Frobenius, Georg Ferdinand
Frobenius, Georg Ferdinand
(b. Berlin, Germany, 26 October 1849; d. Charlottenburg, Berlin, Germany, 3 August 1917)
Frobenius was the son of Christian Ferdinand Frobenius, a parson, and Christiane Elisabeth Friedrich. He attended the Joachimthal Gymnasium in Berlin and then began his mathematical studies at Gottingen in 1867, completing them with a doctorate at Berlin in 1870. In the latter year he taught at the Joachimthal Gymnasium and moved to the Sophienrealschule the following year. In 1874, on the basis of his mathematical papers, Frobenius was appointed assistant professor at the University of Berlin. The next year he was made a full professor at the Eidgenossische Polytechnikum in Zurich. In 1876 he married Auguste Lehmann. Frobenius returned permanently to the University of Berlin in 1892, as professor of mathematics. Important publications led to his election to membership in the Prussian Academy of Sciences at Berlin in 1893.
Frobenius wrote many papers, a number of them of decisive importance. Several were done with other prominent researchers, particularly with Ludwig Stickelberger and Issai Schur.
Frobenius’ major achievements were in group theory, which in the 1870’s and 1880’s, through the joining of its three historical roots—the theory of solutions of algebraic equations (Galois theory, permutation groups), geometry (finite and infinite transformation groups, Lie theory), and number theory (composition of quadratic forms, modules)—produced the concept of the abstract group, the first abstract mathematical structure in the modern sense.
Frobenius, who had become acquainted with the idea of abstract algebra in Berlin, through Leopold Kronecker and Ernst Kummer, made fundamental contributions to the concept of the abstract group in “Ueber Gruppen von vertauschbaren Elementen” (1879), written with Stickelberger, and in “Über endliche Gruppen” (1895). He exerted even greater influence on the development of group theory by means of the theory of finite groups of linear substitutions of n variables. This theory, which he and Schur completed in all its essential aspects, was conceived from the beginning as a representation theory of abstract groups. Its nucleus is the theory of group characters. Among the relevant works on this topic are “Über die Gruppencharaktere” (1896), “Über die Darstellung der endlichen Gruppen durch lineare Substitutionen” (1897, 1899), “Über die Komposition der Charaktere einer Gruppe” (1899), and “Über die reellen Darstellungen der endlichen Gruppen” (1906), written with Schur.
The representation theory of finite groups through linear substitutions was later to offer the possibility of surprising and important applications to difficult questions in the theory of finite groups, properly speaking, and, in the 1920’s and 1930’s, to grouptheory questions in quantum mechanics.
I. Original Works.
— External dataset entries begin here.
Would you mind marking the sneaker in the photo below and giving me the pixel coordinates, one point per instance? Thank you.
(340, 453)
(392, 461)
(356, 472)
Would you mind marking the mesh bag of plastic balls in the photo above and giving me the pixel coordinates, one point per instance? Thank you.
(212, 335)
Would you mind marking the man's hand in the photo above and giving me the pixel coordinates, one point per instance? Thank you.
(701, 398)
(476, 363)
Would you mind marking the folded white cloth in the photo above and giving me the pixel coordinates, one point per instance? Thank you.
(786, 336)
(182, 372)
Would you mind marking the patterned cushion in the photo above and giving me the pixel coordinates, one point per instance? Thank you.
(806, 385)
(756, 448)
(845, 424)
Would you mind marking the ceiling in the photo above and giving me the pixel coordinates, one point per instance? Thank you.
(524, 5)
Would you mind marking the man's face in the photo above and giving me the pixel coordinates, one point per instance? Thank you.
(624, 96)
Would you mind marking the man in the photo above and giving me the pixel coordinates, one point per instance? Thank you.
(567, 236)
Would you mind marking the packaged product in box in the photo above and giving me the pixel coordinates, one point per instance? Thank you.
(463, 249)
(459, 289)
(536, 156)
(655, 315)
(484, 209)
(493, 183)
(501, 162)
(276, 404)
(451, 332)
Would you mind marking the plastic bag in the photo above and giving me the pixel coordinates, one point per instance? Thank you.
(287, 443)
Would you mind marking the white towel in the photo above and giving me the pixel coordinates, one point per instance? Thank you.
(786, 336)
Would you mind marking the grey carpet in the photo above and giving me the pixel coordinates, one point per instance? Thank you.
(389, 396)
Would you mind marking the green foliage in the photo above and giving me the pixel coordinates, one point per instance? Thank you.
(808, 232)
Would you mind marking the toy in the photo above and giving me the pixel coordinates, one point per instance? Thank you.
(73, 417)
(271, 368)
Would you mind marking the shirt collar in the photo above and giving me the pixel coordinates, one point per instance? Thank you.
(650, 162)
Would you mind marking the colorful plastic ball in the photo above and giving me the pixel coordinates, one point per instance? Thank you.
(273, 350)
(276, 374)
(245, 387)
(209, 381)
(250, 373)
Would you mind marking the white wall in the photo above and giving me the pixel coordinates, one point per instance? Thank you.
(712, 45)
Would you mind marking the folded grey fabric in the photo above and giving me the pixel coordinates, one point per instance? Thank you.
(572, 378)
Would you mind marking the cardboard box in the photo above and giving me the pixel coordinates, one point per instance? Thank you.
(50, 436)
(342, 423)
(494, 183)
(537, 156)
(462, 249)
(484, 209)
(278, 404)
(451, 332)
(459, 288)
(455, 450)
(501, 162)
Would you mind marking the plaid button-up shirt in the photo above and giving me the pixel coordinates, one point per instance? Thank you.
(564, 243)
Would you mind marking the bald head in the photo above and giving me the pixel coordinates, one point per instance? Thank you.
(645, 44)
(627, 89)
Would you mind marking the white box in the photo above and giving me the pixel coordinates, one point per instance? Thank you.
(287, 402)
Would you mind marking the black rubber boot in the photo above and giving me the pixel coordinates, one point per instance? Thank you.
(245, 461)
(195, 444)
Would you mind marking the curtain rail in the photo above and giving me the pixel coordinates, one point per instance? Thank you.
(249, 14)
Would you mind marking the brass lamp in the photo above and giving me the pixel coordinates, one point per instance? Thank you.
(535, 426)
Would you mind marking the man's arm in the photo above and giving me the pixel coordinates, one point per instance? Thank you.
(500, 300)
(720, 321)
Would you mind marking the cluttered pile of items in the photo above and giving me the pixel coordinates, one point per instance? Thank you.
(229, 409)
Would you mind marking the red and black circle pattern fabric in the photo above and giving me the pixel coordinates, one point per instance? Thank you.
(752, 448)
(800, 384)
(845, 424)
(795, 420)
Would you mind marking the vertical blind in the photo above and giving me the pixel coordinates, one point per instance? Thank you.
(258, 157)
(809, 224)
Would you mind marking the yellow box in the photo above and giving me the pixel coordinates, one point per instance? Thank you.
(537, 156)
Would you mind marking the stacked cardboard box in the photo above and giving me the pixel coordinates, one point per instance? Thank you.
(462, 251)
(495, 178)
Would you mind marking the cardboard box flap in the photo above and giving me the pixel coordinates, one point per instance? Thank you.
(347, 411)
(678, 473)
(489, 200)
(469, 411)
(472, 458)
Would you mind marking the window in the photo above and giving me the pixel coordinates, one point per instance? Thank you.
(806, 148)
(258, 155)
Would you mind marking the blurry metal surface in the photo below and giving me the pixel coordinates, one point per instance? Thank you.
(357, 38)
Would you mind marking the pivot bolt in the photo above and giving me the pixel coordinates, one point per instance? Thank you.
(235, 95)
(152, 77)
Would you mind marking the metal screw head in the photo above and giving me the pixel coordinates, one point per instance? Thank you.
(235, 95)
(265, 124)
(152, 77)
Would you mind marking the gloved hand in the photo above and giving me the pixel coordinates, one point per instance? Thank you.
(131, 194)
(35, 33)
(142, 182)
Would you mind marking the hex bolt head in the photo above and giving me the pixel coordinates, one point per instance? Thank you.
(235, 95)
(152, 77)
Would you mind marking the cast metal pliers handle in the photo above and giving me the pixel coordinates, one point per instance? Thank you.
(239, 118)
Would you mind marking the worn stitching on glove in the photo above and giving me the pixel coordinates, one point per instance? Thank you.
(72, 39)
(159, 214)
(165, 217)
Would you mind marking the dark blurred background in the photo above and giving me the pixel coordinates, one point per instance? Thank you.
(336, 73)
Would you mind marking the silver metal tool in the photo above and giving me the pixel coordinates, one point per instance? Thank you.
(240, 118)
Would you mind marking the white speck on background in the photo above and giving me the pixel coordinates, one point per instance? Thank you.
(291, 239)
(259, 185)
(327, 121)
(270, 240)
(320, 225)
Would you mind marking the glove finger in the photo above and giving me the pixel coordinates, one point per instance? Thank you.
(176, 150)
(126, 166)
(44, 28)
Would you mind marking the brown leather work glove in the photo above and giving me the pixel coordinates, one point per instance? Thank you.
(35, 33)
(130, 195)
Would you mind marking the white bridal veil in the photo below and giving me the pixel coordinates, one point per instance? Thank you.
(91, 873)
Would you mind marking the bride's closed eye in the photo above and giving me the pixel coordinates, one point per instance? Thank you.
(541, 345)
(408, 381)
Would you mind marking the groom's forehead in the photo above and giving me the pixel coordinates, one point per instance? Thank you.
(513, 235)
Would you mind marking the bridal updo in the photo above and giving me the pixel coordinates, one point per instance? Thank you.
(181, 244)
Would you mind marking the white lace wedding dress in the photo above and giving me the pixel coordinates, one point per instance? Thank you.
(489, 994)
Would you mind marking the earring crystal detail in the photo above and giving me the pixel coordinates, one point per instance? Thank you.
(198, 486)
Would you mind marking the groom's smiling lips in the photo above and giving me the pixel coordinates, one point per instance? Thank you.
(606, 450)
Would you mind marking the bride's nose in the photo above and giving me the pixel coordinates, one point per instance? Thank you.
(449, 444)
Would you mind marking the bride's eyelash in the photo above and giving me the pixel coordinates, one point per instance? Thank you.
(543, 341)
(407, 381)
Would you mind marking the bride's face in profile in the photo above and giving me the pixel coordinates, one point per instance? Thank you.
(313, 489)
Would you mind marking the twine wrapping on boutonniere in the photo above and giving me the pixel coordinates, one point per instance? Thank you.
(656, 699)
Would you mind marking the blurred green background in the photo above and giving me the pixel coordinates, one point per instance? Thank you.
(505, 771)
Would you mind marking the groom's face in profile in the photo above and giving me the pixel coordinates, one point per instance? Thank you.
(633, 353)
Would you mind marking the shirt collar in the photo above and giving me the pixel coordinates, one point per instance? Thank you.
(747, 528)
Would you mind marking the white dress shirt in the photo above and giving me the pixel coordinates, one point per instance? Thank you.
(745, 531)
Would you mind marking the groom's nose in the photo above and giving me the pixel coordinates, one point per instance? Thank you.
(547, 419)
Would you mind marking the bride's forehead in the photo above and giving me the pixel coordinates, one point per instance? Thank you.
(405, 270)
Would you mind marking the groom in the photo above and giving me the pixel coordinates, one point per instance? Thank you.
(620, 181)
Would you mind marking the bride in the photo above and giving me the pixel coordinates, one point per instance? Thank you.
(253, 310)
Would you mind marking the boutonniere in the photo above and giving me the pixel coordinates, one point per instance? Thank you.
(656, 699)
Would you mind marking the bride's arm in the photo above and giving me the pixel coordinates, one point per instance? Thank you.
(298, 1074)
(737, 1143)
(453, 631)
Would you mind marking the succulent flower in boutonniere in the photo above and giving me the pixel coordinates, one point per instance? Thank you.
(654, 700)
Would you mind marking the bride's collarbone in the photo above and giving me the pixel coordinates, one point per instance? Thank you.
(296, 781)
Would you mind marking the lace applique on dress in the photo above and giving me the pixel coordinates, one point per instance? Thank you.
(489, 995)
Forbenius’ writings were brought together in Gesammelie Abhandlungen, J. P. Serre, ed., 3 vols. (Berlin-Heidelberg-New York, 1968). Among his works are “Ueber Gruppen von vertauschbaren Elementen,” in Journal für die reine und angewandte Mathematik, 86 (1879), 217–262, written with L. Stickelberger; “Über endliche Gruppen,” in Sitzungsberichte der Preussischen Akademie der Wissenschaften zu Berlin (1895), 81–112; “Über die Darstellung der endlichen Gruppen durch lineare Substitutionen,” in Monatsberichte der Preussischen Akademie der Wissenschaften zu Berlin (1897), 994–1015, (1899), 482–500; and “Über die reellen Darstellungen der endlichen Gruppen,” ibid. (1906), 186–208, written with I. Schur.
II. Secondary Liteature. Frobenius’ work is discussed in H. Wussing, Die Genesis des abstrakten Gruppenbegriffes (Berlin, 1969), pp. 182–184. A short biography is N. Stuloff, “G. F. Frobenius,” in Neue Deutsche Biographie, V (1961), 641. There are also biographies and information on works in Deutsches biographisches Jahrhuch (1917–1920; 2nd ed., Berlin–Leipzig, 1928), p. 654; Poggendorff, III, 481; IV, 463–464; V, 399, and VI, pt. 2, 824; and Vierteljahrsschrift der Naturforschenden Gesellschaft in Zürich, 62 (1917), 719.